Capabilities

ReserveX Security Public Report

I just did my first security assessment of reservexbd.com. I only performed passive recon, which means I did not run active scans or exploit anything. Below is a clear, student-style bullet summary that contains everything from the public report.

- Overview: 15 security issues found in total; 2 of them are critical.
- RXBD-001 (critical): DNS leaks the real server IP behind Cloudflare. Attackers can bypass Cloudflare protections (firewall, DDoS protection, rate limits) and talk directly to the origin server, which makes all other issues much worse.
- RXBD-002 (critical): The media storage bucket is publicly accessible. File paths are present in the page HTML, so anyone can download stored media such as restaurant photos and possibly user uploads.
- RXBD-003: Open redirect on the login page via the unvalidated ?next= parameter. This can be abused for phishing by sending users to a malicious site after login.
- RXBD-004: Signup OTP has no visible rate limiting. Four or six digit OTPs are brute-forceable without an account lockout or throttling.
- RXBD-005: Login error messages reveal account existence by returning different messages for wrong password versus account not found. This enables phone number enumeration.
- RXBD-006: Missing important security headers such as Content Security Policy (CSP), HSTS, and X-Frame-Options, increasing risk of clickjacking, mixed content, and other attacks.
- RXBD-007: Payment iframe for bKash and Nagad fails to load on restaurant pages. Likely a CSP misconfiguration is blocking the provider, causing users to be unable to pay and resulting in immediate revenue loss until fixed.
- RXBD-008: Potential authorization issue with bookings that use simple numeric IDs (for example, /bookings/1234/). If ownership checks are missing, a logged-in user could view or cancel others' bookings. I could not verify this with authenticated testing, so it remains a possible but common mistake.
- RXBD-009: Contact form lacks CAPTCHA, increasing spam and automated abuse risk.
- RXBD-010: Django admin is exposed at the default /admin/ path and is frequently probed by bots, increasing the attack surface.
- RXBD-011: No robots.txt is present, so search engines may index sensitive paths unintentionally.
- RXBD-012: Email addresses are obfuscated with a trivial XOR scheme in the HTML; this can be decoded in seconds and offers no real protection.
- RXBD-013: No sitemap.xml is provided.
- RXBD-014: Password reset OTP lacks visible rate limiting as well, mirroring RXBD-004 and allowing brute force of reset codes.
- RXBD-015: Registration does not verify email ownership, so someone can sign up with another person's email and cause that person to receive booking notifications without consent.

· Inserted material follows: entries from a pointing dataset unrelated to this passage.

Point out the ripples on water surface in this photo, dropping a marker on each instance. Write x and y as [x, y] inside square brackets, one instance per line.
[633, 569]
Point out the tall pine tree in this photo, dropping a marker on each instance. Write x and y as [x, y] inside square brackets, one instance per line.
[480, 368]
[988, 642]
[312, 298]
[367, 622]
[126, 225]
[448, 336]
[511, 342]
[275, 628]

- Chain risk: These findings can chain together. For example, find the real server IP (RXBD-001), bypass Cloudflare, brute force OTPs (RXBD-004/RXBD-014), take over accounts using enumeration (RXBD-005), and then view or cancel bookings (RXBD-008) or steal deposits. Each step in the chain is supported by findings in the report.
- What worked: HTTPS is active, Cloudflare is configured (but bypassable by RXBD-001), phone OTP is implemented for registration, and payment gateways use authorized providers.
- Report status: I prepared a full sanitized report with CVSS scores, evidence, and remediation steps for all 15 findings. The private report containing exact hostnames and paths was delivered to the ReserveX team. This public version redacts sensitive technical details.

If you do security research or web development, I would appreciate any feedback or suggestions.